Providing some of the necessities of life to the early settlers, the size of the estate can be measured by today’s boundaries stretching from Rollinson Road to the north, the coast to the west, Hamilton Road to the east and south as far as Christine Crescent in Coogee.
In approximately 1866, Charles Manning started to develop the land to the south of the lake and built a larger home in a Spanish hacienda style, from materials from his estate, and named it Davilak.
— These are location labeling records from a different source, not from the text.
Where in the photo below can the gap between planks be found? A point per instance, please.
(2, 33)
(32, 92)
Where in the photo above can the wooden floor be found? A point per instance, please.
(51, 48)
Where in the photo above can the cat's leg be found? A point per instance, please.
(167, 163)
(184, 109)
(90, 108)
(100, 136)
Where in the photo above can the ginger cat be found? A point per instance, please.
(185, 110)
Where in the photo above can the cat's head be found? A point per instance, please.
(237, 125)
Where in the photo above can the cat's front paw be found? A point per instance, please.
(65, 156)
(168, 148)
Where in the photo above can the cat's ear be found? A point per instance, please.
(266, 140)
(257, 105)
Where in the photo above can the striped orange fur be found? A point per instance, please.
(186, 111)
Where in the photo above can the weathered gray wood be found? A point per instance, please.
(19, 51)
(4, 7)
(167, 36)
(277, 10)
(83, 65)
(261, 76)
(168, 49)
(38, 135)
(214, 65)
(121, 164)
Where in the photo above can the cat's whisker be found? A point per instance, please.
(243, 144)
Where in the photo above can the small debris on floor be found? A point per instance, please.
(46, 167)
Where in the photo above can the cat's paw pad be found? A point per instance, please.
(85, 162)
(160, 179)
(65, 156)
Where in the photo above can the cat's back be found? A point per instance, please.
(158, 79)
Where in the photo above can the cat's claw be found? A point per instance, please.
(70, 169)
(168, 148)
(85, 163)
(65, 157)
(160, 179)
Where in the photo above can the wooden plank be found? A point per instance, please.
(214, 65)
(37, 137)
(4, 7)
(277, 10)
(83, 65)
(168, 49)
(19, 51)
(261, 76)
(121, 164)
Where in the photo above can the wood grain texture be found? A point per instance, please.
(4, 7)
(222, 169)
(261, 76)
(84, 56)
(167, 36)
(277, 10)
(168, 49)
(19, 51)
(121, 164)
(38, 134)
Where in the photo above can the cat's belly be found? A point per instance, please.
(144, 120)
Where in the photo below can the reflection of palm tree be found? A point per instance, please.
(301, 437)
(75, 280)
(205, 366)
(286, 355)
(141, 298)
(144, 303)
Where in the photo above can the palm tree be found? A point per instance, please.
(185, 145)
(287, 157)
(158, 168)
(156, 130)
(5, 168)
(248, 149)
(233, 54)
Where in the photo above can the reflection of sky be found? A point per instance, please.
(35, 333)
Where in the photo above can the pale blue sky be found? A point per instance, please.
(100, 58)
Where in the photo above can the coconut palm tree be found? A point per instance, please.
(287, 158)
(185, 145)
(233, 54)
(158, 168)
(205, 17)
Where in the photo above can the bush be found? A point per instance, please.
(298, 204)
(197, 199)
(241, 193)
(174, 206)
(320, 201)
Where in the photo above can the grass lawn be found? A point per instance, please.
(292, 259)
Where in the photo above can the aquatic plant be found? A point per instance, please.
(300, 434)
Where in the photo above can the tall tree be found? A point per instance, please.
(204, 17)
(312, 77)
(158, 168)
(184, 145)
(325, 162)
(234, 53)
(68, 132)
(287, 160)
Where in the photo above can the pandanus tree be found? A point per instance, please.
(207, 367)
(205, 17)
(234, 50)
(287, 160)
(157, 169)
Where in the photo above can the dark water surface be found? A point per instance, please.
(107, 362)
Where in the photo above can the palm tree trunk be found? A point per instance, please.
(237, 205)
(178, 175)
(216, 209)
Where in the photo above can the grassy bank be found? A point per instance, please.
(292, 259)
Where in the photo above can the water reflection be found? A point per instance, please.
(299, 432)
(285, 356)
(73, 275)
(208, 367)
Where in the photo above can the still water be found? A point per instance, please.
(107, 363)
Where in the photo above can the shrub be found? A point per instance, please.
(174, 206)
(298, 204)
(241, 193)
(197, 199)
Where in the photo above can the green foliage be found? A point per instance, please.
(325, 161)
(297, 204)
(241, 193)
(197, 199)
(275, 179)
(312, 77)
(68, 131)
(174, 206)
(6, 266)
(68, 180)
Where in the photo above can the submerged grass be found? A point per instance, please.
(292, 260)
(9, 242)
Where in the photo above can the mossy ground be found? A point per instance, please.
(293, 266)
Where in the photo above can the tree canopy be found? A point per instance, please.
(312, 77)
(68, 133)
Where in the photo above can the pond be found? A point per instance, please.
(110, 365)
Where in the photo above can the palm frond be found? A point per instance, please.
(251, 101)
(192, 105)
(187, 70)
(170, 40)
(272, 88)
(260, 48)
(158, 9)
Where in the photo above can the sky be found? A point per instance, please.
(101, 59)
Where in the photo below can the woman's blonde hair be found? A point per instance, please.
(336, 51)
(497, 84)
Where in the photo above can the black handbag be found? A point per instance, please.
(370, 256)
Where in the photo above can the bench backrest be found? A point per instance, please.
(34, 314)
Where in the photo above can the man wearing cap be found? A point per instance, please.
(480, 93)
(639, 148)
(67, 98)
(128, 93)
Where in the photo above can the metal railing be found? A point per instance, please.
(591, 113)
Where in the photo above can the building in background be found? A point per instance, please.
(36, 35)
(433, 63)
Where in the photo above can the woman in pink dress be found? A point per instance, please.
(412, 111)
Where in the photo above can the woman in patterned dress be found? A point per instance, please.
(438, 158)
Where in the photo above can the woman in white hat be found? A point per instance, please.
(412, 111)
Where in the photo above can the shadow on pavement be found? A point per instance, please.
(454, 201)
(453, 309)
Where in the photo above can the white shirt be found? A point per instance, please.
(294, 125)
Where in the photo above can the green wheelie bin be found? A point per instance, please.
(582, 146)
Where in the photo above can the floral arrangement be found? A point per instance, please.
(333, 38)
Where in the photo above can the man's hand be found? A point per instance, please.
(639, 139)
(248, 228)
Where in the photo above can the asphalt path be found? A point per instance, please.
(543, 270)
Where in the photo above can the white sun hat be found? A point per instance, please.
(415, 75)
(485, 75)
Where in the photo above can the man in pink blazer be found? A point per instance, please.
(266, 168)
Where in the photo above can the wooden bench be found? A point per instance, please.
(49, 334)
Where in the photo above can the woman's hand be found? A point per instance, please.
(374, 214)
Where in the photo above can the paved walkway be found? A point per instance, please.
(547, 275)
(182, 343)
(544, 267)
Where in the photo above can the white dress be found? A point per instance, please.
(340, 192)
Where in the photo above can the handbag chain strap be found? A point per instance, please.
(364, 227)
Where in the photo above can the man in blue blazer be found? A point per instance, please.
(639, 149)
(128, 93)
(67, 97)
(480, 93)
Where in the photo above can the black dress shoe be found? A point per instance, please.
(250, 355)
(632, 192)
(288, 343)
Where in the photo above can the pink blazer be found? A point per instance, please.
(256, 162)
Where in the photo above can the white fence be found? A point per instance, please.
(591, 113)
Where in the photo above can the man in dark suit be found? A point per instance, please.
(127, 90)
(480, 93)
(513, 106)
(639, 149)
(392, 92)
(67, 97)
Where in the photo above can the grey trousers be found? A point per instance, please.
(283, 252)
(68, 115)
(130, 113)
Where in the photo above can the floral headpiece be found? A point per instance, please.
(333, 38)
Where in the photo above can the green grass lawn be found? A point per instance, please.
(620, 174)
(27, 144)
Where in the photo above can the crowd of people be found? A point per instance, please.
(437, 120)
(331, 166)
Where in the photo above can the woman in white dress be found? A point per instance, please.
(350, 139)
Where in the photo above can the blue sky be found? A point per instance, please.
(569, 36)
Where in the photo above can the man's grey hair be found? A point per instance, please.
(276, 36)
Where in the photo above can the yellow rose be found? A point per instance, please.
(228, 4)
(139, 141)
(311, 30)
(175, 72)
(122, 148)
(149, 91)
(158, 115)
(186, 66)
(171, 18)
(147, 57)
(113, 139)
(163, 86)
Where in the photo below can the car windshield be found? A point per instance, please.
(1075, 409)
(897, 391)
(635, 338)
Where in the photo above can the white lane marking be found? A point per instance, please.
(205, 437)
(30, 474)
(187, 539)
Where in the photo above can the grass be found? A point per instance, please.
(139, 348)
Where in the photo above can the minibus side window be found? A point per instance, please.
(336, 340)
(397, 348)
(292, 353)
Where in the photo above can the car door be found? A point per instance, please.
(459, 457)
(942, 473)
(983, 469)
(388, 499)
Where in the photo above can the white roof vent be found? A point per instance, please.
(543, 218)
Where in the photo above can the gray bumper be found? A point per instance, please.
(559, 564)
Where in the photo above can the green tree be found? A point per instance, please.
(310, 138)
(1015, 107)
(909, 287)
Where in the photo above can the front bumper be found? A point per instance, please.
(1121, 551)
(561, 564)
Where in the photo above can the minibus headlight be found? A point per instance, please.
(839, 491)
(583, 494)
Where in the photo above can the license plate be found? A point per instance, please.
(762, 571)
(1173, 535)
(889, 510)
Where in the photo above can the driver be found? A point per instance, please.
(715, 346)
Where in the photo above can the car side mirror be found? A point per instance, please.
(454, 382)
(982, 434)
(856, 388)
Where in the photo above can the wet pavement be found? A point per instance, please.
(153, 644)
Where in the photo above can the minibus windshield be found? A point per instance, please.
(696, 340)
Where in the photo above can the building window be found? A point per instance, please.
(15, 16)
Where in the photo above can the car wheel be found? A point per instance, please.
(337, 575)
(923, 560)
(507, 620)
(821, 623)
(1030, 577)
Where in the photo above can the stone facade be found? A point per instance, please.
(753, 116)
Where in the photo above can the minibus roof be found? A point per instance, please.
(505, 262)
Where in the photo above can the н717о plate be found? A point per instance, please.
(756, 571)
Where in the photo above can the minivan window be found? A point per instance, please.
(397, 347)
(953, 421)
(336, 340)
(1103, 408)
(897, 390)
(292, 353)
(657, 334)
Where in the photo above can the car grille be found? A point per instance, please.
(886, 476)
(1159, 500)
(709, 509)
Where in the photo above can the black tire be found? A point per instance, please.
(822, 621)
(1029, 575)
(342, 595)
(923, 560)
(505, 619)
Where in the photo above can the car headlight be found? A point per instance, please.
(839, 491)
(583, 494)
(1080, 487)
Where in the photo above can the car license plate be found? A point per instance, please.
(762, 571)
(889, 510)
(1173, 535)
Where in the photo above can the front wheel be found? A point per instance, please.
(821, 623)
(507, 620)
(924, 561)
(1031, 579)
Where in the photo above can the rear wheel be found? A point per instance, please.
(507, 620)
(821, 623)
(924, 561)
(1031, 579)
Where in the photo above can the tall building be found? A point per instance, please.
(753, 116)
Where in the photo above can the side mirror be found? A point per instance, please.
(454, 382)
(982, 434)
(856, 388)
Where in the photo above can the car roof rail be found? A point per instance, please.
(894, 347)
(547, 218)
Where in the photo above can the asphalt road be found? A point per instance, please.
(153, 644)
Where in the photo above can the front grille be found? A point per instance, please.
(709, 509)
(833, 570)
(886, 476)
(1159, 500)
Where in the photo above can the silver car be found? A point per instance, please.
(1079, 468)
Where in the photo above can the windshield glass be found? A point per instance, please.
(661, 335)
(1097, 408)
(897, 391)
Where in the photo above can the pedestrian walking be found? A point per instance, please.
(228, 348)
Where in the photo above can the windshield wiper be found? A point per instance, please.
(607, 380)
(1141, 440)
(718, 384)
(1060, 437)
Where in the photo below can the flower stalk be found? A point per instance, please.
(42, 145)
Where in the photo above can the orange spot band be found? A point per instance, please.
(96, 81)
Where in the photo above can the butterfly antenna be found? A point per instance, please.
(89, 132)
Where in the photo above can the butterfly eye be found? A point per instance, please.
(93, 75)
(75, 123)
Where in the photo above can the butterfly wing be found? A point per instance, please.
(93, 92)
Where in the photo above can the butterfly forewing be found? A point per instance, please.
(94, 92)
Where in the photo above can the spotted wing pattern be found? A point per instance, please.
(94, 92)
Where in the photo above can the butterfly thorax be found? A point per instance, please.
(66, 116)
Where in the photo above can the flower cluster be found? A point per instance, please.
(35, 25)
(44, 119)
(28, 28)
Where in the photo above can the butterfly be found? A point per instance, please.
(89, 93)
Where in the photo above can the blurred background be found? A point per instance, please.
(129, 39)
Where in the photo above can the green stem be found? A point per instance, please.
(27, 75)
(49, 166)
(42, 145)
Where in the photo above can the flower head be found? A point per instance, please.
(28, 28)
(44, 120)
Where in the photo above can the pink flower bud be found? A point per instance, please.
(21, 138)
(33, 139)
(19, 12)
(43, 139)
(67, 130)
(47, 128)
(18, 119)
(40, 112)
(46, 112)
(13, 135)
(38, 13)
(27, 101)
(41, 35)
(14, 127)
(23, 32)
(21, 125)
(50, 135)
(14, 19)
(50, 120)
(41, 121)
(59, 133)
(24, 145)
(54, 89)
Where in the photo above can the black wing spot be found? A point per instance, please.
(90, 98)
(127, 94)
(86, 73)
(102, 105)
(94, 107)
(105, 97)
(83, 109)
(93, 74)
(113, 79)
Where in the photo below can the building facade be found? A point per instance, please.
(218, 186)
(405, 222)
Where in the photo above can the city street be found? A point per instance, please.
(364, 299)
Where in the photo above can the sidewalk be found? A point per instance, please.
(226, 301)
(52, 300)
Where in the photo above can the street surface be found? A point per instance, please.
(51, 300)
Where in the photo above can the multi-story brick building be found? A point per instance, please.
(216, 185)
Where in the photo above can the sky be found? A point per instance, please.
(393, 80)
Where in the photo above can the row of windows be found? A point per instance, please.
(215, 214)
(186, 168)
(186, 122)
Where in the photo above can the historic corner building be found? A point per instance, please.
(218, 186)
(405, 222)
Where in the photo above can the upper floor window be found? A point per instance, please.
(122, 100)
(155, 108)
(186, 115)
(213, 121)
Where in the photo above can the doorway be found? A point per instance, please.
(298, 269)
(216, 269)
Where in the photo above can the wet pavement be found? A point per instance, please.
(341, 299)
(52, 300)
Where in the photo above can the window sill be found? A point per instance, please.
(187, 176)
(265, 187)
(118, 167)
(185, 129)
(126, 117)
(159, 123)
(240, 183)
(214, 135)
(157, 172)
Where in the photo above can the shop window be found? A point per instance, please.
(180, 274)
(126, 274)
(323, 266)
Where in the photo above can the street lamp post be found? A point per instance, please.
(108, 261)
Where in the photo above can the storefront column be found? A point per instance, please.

The ruins of this farm are currently under conservation management, and can be seen clearly from the road, which follows the original crushed limestone track entering the Estate.
Charles’ son, Lucius developed Davilak into a big farm, extending the house, stables and dairy, and planting rose gardens and an extensive vineyard surrounded by stonewalls, an orchid house and exotic orchard, the Mulberry, Olive and Carob trees still remaining.
Azelia Helena Manning, the second child of Lucius Alexander Manning and Florence Augusta Bickley, was born 1872 at Davilak, where she and her siblings all grew up and in 1900, was married there, to John (Jack) Ley.
The children were educated by a governess in their own schoolroom at Davilak House, and all of the children were fond of riding, and had their own horses, but Davilak gradually declined as a farm, particularly after Alfred, (the oldest child, Azelia’s brother) died in 1924, and Florence, (fondly called Granny Hall), died at ninety seven (97) in 1946, when the family interests passed to Alfred’s brother Victor who died in the late 1930s.
The property was inherited by Victor’s son Colin who decided to sell Davilak, which continued to decline and eventually burnt down in 1960.
In the late 1970s what remained of the Davilak Estate was resumed by the State Government and developed into the current recreation park.
Azelia had begun building the Manning Tree House, (now Azelia Ley Homestead Museum), on the west banks of Manning Lake in 1915, when her mother, Florence Manning, had divided Lucius Alexander’s estate into portions for each of her children, and 152 acres was transferred to Azelia.
The house was completed in 1923, although it was not until after her husband’s death in 1927 that Azelia came to live there permanently until her death in 1954.
The house was constructed of limestone with two distinct wings – the main residence and the kitchen wing which were connected by an enclosed verandah. Azelia guarded her grounds with the aid of a shotgun, fired from the verandah at anyone who dared venture onto her property.
The gardens surrounding the Museum have several heritage trees, including pomegranate, quince, fig, orange and hawthorn, and rose gardens containing oak trees planted for the Jubilee, as well as original outbuildings, coachman’s quarters, toilet and stables.